Some TikTok tips are insanely useful while others never should have made it onto the internet in the first place. The latest bit of advice to go viral, sucking the air out of a Ziploc bag to give it an “airtight” seal, falls somewhere in the middle.
The trick itself has been around for a long time. As far back as 2016, Good Housekeeping was recommending it to readers as a way to keep food fresher inside its storage bag by removing as much air as possible. On the surface, this looks like the type of trick you could praise as a #FoodHack, but I wouldn’t jump the gun on that one. There are a few issues with “[becoming your] own vacuum-sealer,” as TikTok user @daveed_chet puts it.
Don’t breathe bacteria onto your food
Listen, I’m sure you’re a very hygienic person, and I’m sure your breath is minty fresh. Unfortunately, no matter how often you brush and floss, there’s bound to be some bacteria that escapes the confines of your mouth.
If COVID has taught us anything, it’s that a lot of stuff comes out of your mouth when you breathe out. So, just imagine billions of bacteria (some harmful, some not) mingling with your food and getting sealed up with it, unable to escape. Yes, I know that sucking the air out of something is the exact opposite of breathing out, but some amount of carbon dioxide will pass through your lips, even just for an instant.
It’s sort of like sharing a drink with someone.

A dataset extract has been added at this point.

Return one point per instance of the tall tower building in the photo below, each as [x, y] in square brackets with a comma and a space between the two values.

Unless you waterfall it, you’re bound to get a little backwash when you’re drinking from the same glass. It’s just inevitable.
Don’t breathe in bacteria from the food
On the flipside of possibly getting people sick by exhaling diseases onto food, there’s also the possibility of getting yourself sick by inhaling certain bacteria coming off raw, uncooked foods.

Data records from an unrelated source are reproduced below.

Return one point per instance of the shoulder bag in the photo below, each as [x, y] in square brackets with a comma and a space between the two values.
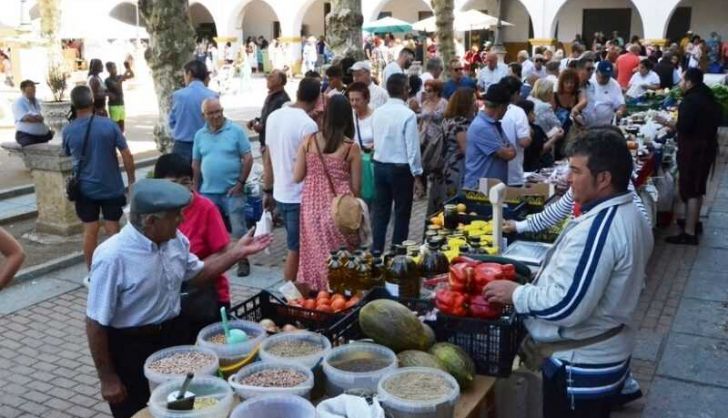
[73, 183]
[367, 167]
[346, 210]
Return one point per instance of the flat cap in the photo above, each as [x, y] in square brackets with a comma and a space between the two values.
[158, 195]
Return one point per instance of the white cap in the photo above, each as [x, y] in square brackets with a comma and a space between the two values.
[362, 65]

Inhaling raw meat fumes can cause Brucellosis, which is an infectious disease caused by a specific bacteria most often found in animal products like dairy and meat. Brucellosis comes with symptoms such as fever and headaches as well as potential long-term effects like arthritis and swelling of the liver and spleen. Although the CDC found the risk to be higher for people who work in laboratories with the bacteria, it was also a risk for people who work in slaughterhouses and who handle raw meat.
Sure, sucking air out of a plastic bag is not the same as working in a slaughterhouse, but directly inhaling the air concentrated around raw meat is going to put you at some amount of risk. It may seem obvious, but if you’re going to try this particular food “hack,” only do it with fully cooked dishes and not things that could be harmful if consumed raw, like chicken.
If you’re absolutely married to the idea of this vacuum-sealing trick, a better alternative might be to use a straw in place of putting your whole mouth to the bag. That way, there’s at least some distance between you and the food in the bag, and you’ll still get to try something you saw on TikTok. (But remember, not all TikTok hacks are worth the fallout.)